Faire défiler des mannequins au milieu de cadavres. Une première mondiale, à Berlin, et un nouveau coup de pub choc pour Gunther von Hagens, le "docteur la mort" qui promène ses écorchés à travers le monde depuis près de 20 ans.

Des mannequins déambulent sur fond de musique classique entre un imposant cheval mort et des joueurs de poker tous immobiles. Et pour cause, ils sont morts. Mais pas enterrés. Ecorchés, leurs fluides corporels ont été remplacés par du silicone pour préserver les tissus, offerts à la vue de tous, sous toutes les coutures.

Une centaine de spectateurs a assisté mercredi dernier, à Berlin, à ce macabre défilé (dont on peut voir des extraits sur Tv.Berlin. Le diaporama photo de Die Welt, ici). Les organisateurs de l’événement n’ont pas peur des jeux de mot morbides, qui ont appelé cette mise en scène "HAUTe Couture", "Haut" voulant dire "peau" en allemand.

Intérêt pédagogique discutable

Le maître de cérémonie de ce show au goût douteux: Gunther von Hagens, l’anatomiste qui a inventé la technique de la plastination et promène ses cadavres à travers le monde depuis 1996. Enfin, là où l’exposition est autorisée. En 2009, elle avait été interdite en France car de sérieux doutes planaient sur l’origine de ces corps humains. 

Gunther von Hagens s’est toujours défendu d’utiliser ces corps à des fins commerciales. Lui ne s’intéresse qu’à la portée pédagogique de ces modèles. Une pédagogie que l'on cherchera en vain dans ce défilé des vanités.

Dissections "live"

Le "scientifique", qui aime pourtant être présent lors de ses expositions afin de faire, par exemple, des dissections "live", chapeau noir vissé sur la tête, était absent mercredi. Celui qui est surnommé "Docteur la mort" se remet en effet à Mexico d’une opération au cerveau. Décidément, le personnage ne rate pas une occasion pour paraître inquiétant. Il a cependant fait entendre qu’il était ravi de cette performance :

J’ai toujours vu Körperwelten comme un salon de beauté post-mortem.

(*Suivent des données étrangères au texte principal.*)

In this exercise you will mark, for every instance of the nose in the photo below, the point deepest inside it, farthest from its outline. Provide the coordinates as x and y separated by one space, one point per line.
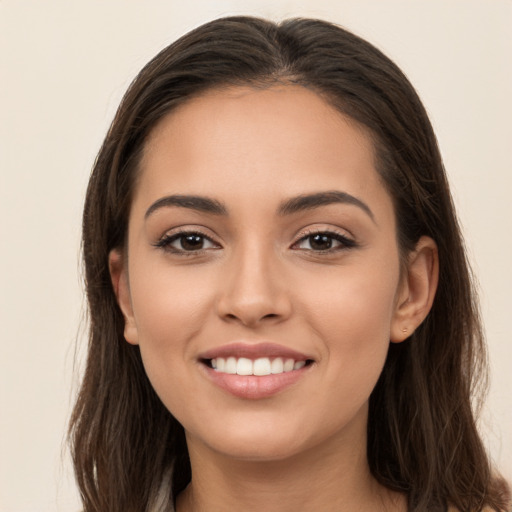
254 291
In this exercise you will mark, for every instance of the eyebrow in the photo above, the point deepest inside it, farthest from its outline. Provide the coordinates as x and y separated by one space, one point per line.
289 207
311 201
199 203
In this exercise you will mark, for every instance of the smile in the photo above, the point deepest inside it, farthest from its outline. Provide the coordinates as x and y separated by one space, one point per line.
255 371
261 366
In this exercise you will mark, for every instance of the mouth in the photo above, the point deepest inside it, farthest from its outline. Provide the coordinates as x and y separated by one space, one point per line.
261 366
255 371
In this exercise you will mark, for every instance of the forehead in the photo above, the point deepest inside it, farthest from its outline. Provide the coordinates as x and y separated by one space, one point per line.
263 142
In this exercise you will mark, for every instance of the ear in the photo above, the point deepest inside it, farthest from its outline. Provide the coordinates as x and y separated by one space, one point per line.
417 290
119 275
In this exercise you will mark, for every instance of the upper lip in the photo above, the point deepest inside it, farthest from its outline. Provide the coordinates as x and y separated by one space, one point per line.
254 351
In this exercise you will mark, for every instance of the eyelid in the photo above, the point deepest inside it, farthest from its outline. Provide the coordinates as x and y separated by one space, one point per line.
347 241
171 235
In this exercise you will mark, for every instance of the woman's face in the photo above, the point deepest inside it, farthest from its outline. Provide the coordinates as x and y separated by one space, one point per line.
261 240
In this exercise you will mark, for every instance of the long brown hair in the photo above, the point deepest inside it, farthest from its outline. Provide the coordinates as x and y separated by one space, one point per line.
422 437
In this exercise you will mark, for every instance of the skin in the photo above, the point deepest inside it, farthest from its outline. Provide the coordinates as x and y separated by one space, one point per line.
260 278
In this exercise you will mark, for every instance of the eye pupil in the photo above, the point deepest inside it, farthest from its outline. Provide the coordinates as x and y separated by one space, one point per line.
192 242
320 242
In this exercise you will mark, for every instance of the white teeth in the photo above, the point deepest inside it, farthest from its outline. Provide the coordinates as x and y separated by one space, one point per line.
277 365
231 365
288 365
261 366
244 366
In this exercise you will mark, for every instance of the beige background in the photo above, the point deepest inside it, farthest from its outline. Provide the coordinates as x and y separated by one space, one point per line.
64 66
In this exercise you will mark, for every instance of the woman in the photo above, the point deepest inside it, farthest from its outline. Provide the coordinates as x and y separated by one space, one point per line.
282 315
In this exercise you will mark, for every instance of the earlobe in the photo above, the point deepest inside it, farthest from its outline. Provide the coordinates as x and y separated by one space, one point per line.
119 277
418 289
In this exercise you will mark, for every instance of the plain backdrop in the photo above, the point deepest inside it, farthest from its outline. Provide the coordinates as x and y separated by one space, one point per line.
64 66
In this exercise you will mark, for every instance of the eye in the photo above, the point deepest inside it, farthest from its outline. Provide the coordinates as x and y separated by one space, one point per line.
186 242
324 241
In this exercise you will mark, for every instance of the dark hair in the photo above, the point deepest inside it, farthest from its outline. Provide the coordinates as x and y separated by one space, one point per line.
422 437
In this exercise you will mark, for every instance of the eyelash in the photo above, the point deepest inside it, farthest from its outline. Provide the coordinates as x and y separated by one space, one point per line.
167 241
345 242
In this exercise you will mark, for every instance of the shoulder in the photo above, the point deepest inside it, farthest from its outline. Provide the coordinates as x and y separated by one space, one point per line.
485 509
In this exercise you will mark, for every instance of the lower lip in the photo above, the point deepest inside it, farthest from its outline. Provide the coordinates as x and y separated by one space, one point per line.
255 387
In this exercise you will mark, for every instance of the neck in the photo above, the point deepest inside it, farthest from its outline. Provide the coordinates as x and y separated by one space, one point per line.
332 477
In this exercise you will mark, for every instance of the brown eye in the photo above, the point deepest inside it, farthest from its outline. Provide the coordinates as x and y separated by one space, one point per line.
186 242
324 242
191 242
320 242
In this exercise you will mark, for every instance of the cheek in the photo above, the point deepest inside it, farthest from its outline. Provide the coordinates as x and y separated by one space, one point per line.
351 316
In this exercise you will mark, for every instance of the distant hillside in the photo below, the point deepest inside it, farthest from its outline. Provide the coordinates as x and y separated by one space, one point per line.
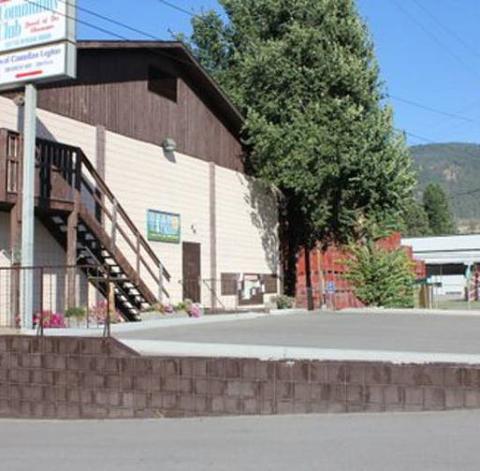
456 166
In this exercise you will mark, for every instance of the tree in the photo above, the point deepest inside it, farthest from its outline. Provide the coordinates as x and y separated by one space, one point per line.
380 277
416 220
305 76
438 210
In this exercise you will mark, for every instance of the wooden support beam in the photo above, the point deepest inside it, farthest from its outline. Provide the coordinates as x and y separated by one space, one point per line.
72 236
214 285
14 247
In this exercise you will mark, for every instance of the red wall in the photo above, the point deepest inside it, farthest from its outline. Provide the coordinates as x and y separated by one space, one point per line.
330 265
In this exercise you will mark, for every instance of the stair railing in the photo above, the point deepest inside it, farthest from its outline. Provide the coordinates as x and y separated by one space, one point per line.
73 166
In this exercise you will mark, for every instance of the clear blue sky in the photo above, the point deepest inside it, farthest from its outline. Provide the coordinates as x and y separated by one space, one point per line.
429 55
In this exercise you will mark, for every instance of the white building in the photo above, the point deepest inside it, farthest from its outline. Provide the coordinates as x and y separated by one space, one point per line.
449 259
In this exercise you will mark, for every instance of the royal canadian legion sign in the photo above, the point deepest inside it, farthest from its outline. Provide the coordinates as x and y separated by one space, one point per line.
37 41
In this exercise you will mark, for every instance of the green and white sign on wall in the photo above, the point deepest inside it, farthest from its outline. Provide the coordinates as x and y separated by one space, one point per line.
163 227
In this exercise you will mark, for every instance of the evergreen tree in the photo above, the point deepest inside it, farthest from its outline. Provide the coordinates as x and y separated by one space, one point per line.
304 74
438 210
380 277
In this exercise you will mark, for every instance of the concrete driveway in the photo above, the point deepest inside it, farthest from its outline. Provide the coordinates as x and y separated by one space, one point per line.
356 331
383 442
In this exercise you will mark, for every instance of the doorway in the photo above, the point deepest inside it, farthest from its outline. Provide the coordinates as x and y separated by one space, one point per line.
192 272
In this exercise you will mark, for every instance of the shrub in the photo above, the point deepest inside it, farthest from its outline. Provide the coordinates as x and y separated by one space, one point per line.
283 302
381 277
98 314
75 313
51 320
181 306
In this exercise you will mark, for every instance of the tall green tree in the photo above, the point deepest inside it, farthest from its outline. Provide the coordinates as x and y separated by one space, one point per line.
304 74
438 210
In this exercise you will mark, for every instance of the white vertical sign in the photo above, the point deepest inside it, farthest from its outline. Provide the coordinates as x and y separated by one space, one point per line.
37 41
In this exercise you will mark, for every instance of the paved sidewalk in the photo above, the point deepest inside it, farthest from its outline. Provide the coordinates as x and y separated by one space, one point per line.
339 331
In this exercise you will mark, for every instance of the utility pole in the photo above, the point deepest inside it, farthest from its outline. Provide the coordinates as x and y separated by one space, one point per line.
28 204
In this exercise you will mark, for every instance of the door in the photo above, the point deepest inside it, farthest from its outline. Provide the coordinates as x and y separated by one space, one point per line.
192 272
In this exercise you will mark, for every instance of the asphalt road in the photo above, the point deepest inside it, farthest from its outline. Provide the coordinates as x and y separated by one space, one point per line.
396 332
381 442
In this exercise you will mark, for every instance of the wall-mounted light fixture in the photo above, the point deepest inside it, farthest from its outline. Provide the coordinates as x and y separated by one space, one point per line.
169 145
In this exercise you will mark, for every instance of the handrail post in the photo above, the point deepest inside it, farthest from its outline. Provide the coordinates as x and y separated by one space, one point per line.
114 222
138 255
160 282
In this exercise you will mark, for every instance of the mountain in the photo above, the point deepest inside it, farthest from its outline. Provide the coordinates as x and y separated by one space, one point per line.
455 166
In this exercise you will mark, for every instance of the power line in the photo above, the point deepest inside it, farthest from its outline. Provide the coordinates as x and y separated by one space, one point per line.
416 136
176 7
427 108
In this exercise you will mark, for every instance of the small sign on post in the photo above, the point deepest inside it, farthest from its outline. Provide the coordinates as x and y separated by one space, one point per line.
37 41
37 45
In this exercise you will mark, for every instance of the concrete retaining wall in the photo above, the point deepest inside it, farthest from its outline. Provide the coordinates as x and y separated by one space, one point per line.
61 377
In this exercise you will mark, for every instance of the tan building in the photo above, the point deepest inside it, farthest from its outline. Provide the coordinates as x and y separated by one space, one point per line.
140 168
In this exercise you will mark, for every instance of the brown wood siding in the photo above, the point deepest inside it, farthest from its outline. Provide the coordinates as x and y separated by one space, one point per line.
112 91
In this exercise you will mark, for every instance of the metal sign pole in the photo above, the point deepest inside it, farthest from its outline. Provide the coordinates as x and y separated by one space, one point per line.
28 203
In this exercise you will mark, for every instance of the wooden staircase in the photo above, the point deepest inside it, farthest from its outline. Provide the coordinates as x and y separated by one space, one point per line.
83 215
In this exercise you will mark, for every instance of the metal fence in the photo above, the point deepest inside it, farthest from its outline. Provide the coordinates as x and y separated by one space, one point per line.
63 297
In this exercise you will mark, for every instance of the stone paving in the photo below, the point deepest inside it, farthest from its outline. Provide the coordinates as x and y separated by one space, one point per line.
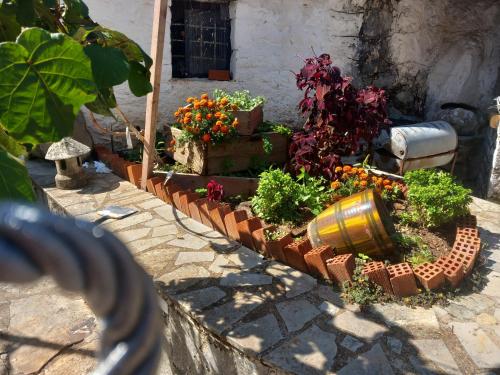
267 312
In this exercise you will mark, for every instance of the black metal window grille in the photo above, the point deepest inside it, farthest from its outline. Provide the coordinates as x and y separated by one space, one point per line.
201 38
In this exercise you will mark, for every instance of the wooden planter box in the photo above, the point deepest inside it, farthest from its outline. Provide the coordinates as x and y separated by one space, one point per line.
249 120
238 154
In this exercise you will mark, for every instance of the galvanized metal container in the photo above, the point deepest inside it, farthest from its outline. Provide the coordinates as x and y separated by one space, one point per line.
423 145
357 224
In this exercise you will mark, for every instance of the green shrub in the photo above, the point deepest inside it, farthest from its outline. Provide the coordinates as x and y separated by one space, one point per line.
434 198
242 99
279 198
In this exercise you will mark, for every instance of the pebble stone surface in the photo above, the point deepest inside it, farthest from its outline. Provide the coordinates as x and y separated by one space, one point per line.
267 311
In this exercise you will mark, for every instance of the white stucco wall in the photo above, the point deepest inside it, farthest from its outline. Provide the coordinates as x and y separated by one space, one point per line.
270 38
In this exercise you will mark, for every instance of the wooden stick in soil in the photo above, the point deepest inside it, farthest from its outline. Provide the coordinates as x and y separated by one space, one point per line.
157 44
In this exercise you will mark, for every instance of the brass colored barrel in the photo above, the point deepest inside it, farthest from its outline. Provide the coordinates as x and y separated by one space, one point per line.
357 224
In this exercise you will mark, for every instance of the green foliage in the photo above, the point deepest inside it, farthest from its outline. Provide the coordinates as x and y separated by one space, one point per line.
53 60
362 291
279 198
434 198
274 235
14 180
46 78
242 99
202 192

Pour le couturier, Eduard Howhannisjan, très fier de voir ses mannequins défiler avec "un maquillage qui vivait à moitié et qui était mort pour l’autre moitié de la figure", aucun problème éthique ne se pose non plu.

Selon Gunther von Hagens, leur association allait de soi : "Howhannisjan insiste sur l’individu et la corporéité de la mode. Körperwelten va plus loin et dévoile le corps afin de rendre la beauté qui se trouve sous la peau appréhendable".

Le buzz assuré

Eduard Howhannisjan est certes compté parmi les espoirs de la mode allemande mais il n’est pas des plus connus. Pour lui, c’est un bon coup de pub. D’ailleurs, en 2010 il avait déclaré que percer dans la branche de la Haute-couture n’était "possible que grâce à des relations publiques suffisantes et un soutien des médias".

Ce défilé s’inscrit dans la stratégie marketing qui semble avoir été mise sur pied pour le retour de l’exposition à Berlin: faire le buzz par des évènements chocs. Ainsi, le 12 juin, le mannequin allemand Micaela Schäfer s’était faite sculpter nue au beau milieu de l’exposition. Avec 32 millions de visiteurs à travers la planète, "Körperwelten" ("Le monde du corps") est l’exposition la plus visitée au monde.

Avis aux lecteurs quelque peu effrayant : Gunther von Hagens a ouvert une boutique en ligne.